TreeMap<K, V>[] newHashTable = new TreeMap[newM];
for (int i = 0; i < newM; i++) {
newHashTable[i] = new TreeMap<>();
}
int oldM = M;
this.M = newM;
for (int i = 0; i < oldM; i++) {
// TreeMap element in old array.
TreeMap<K, V> map = hashTable[i];
// element put into newHashTable
for (K key : map.keySet()) {
newHashTable[hash(key)].put(key, map.get(key));
}
}
// reset pointer
this.hashTable = newHashTable;
}
}
summary
reward
The amortized time complexity of the hash table is O(1).
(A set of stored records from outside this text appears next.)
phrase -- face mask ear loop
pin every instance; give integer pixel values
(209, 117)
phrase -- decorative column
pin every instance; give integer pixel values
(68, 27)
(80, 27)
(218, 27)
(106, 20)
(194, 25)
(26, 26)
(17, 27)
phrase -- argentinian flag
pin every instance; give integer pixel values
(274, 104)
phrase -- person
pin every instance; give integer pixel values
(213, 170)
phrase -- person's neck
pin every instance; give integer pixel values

The hash table loses the order of the elements.
Solutions to other Hash conflicts
Open address method: Involving the concept of load rate, the time complexity of selecting the load rate is also O(1)
- Linear detection method (+1 each time)
- Square detection method (+2 squares each time)
- quadratic hashing
Hash again:
Coalesced Hashing: Combines chain address method and open address method.